One of Australia’s leading mortgage brokerages has seen an 11 per cent rise in refinancing deals through the broker channel, which it attributes to the August interest rate cut and increasing reliance on the broker channel.
Aussie Home Loans has revealed that there was an 11 per cent rise in refinancing deals in the September 2016 quarter through the broker channel, bringing in $1.8 billion.
Further, the share of refinancing surged from 35 per cent to 40 per cent of Aussie’s total loan volume over the three months, compared with the corresponding period in 2015.
According to the brokerage, the rise is largely due to the August rate cut, but also to an increasing awareness of what brokers can offer.
The chief executive of Aussie James Symond commented, "The surge in refinancing reflects both the effects of the Reserve Bank’s cut in rates during August and the message getting through to borrowers that they can secure a better deal through a mortgage broker.
"With rates at the current historic lows and competition amongst lenders at an all-time high, borrowers are now keenly aware they could save thousands of dollars and years off the life of their loans through refinancing."

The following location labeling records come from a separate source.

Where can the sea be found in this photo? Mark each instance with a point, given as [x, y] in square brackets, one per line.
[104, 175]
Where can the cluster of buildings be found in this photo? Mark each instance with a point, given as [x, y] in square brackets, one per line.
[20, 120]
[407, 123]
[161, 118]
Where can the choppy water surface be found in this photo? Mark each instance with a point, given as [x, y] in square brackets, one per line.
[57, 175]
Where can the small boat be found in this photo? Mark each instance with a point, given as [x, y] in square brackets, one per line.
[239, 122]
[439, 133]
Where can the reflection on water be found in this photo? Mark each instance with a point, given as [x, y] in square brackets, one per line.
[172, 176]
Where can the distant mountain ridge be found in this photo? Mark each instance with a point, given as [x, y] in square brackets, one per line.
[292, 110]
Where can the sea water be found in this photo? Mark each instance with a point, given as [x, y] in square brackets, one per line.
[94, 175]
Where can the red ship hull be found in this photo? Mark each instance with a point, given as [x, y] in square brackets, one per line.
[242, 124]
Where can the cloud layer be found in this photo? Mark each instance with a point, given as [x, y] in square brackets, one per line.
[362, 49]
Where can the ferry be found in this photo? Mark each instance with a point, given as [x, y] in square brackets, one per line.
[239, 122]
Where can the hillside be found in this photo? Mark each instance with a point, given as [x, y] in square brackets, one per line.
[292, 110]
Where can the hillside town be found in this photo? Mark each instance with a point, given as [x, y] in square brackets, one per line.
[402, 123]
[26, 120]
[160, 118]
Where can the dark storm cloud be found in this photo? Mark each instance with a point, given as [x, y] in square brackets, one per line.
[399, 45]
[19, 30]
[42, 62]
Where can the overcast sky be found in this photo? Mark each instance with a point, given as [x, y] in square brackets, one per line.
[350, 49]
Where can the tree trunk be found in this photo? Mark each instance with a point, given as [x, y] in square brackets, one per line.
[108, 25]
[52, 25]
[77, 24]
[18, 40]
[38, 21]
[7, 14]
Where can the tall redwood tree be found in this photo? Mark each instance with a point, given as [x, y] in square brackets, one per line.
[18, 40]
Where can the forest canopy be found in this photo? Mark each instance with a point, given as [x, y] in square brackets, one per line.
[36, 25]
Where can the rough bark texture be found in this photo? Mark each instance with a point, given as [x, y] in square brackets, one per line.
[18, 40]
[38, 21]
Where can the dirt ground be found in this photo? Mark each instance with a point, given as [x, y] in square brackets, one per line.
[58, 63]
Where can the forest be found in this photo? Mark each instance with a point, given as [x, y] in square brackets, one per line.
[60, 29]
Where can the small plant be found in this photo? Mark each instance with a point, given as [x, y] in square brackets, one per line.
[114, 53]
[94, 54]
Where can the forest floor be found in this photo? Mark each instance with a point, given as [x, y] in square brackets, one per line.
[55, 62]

Mr Symond concluded, "Lenders are fighting for market share with some offering attractive incentives to get customers to switch their home loans to them through a mortgage broker".
Refinance approvals now over 30 per cent
Indeed, the recently released JP Morgan Australian Mortgage Industry Report, has found that refinancing has been steadily rising, with the share of loan approvals increasing from 10 per cent in 1992 to over 30 per cent today.
Speaking to The Adviser, Digital Finance Analytics (DFA) principal Martin North said that its surveys have shown that around 34 per cent of refinanced stock is from the broker channel, while refinancing loan flow via the broker channel is currently sitting around 51 per cent for the year 2016 to date.
According to Mr North, the rise in refinancing in general is due to a number of factors: "The main driver is to reduce monthly payments (many households are finding it hard to cope with incomes stalling, when costs of living are rising, so anything to reduce repayments are welcomed), [and] many households believe rates are as low as they will go, so want to lock in to insure against future rises.
"In addition, you will see some are looking to withdraw capital (either for themselves, or to help their kids get into the market) … Finally, the advertising campaigns the lenders have run have educated households about refinancing, and they are more aware of the rate of interest than they were."
The JP Morgan report, which also touched on data from DFA, said that the growing popularity of refinancing is particularly interesting due to the "emergence of re-financing as a driver of housing credit growth".
It reads: "Importantly, ‘growth’ in refinancing is highly correlated with growth in house prices — an increase in the proportion of refinancing approvals from ~10 per cent to ~20 per cent between 2000 and 2004 was accompanied by a ~80 per cent increase in Sydney house prices.
"More recently, an increase in the proportion of re-financing approvals from ~20 per cent to ~30 per cent between 2011 and today was accompanied by a ~50 per cent increase in Sydney house prices."
The report highlighted that when refinancing "~90 per cent of major banks customers are retained within the major banks market share". It found that one third remain with the same lender, while half refinance away to another major bank.
Further, DFA data showed that nearly two-thirds of regional bank borrowers are refinancing towards major banks, with non-banks holding poor attraction (with only 1 per cent of major bank and regional bank borrowers refinancing to a non-bank).
The JP Morgan report adds: "This indicates that by cutting price to drive market share (like CBA did earlier this year), major banks are simply poaching share off each other, which will most likely lead to a price-matching strategy by other major banks to retain share.
"This is important. If all major banks price rationally, then pricing stability should ensue across the incumbents – basically, major banks are their own worst enemy when they pull the price level."